Pentaho and Hadoop Pentaho and Hadoop hadoop hadoop

Pentaho and Hadoop


An ETL is a tool to Extract data, Transform (join, enrich, filter,...) it and Load the result in another data store. Good ETLS are visual, data store agnostic and easy to automate.

Hadoop is a data store distributed on a network of clusters plus software to handle diseminated data. The data transformation is specialized on few elementary operations which can be optimized to this usually massive amount of data, like (but not only) Map-Reduce.

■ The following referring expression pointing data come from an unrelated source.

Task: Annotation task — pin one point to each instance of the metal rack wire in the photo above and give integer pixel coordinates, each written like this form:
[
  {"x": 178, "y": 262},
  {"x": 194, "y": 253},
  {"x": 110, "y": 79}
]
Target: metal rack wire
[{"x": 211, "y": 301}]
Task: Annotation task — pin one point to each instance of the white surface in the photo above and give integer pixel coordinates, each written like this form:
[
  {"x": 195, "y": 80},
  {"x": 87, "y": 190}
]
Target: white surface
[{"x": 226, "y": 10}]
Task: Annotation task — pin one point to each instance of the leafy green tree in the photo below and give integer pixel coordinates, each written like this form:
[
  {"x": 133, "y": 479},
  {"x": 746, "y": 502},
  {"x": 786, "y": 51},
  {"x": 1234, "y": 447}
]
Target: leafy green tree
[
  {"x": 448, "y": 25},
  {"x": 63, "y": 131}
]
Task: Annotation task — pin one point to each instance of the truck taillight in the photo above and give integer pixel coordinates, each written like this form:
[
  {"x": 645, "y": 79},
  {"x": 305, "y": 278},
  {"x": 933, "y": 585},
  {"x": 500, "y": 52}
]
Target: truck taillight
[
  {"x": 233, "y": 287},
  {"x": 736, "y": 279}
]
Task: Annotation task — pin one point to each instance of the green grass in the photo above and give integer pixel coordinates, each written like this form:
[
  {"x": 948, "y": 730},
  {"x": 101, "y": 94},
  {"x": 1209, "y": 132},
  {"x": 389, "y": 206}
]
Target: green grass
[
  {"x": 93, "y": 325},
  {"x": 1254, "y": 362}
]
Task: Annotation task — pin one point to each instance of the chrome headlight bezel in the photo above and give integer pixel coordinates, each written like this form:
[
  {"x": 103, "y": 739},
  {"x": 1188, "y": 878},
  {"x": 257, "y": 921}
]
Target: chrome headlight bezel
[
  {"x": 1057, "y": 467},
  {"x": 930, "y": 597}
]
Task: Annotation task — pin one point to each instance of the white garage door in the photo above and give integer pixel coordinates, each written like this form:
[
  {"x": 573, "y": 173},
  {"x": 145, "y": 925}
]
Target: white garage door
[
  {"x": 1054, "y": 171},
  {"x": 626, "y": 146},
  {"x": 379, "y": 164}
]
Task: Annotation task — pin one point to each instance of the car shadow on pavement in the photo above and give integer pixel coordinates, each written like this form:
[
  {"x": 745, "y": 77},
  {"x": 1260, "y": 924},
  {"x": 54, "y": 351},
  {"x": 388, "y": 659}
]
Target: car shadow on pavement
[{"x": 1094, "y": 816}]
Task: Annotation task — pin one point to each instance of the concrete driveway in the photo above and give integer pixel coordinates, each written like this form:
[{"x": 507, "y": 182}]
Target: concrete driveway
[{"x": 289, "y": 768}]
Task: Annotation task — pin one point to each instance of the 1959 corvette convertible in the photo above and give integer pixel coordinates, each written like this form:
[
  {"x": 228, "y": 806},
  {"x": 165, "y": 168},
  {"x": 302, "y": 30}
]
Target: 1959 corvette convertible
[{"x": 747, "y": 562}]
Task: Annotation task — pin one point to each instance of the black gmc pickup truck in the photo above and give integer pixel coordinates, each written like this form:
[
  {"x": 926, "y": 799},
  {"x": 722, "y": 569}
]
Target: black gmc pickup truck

Pentaho Data Integrator has connectors to Hadoop systems which are easy to set up and tune up. So the best strategy is to setup a Hadoop network as data store and manipulate it through the PDI.


Pentaho PDI is a tool for creating, managing, running and monitoring ETL workflows. It can work with Hadoop, RDBMS, Queues, files, etc. Hadoop is a platform for distributed computation (Map-Reduce framework, HDFS, etc). Many tools can run on Hadoop or can connect to Hadoop and use it's data, run processes.

Pentaho PDI can connect to Hadoop using it's own connectors and write/read data. You can start Hadopp job from PDI, also it can process data by itself inside transformation flow and store or send results to HDFS, RDBMS, some queue, email, etc. Of course you can invent you own tool for ETL workflows or simply use bash+Hive, etc, but PDI allows ETL processsing in a unified way not depending on data sources and targets. Also Pentaho has great visualization.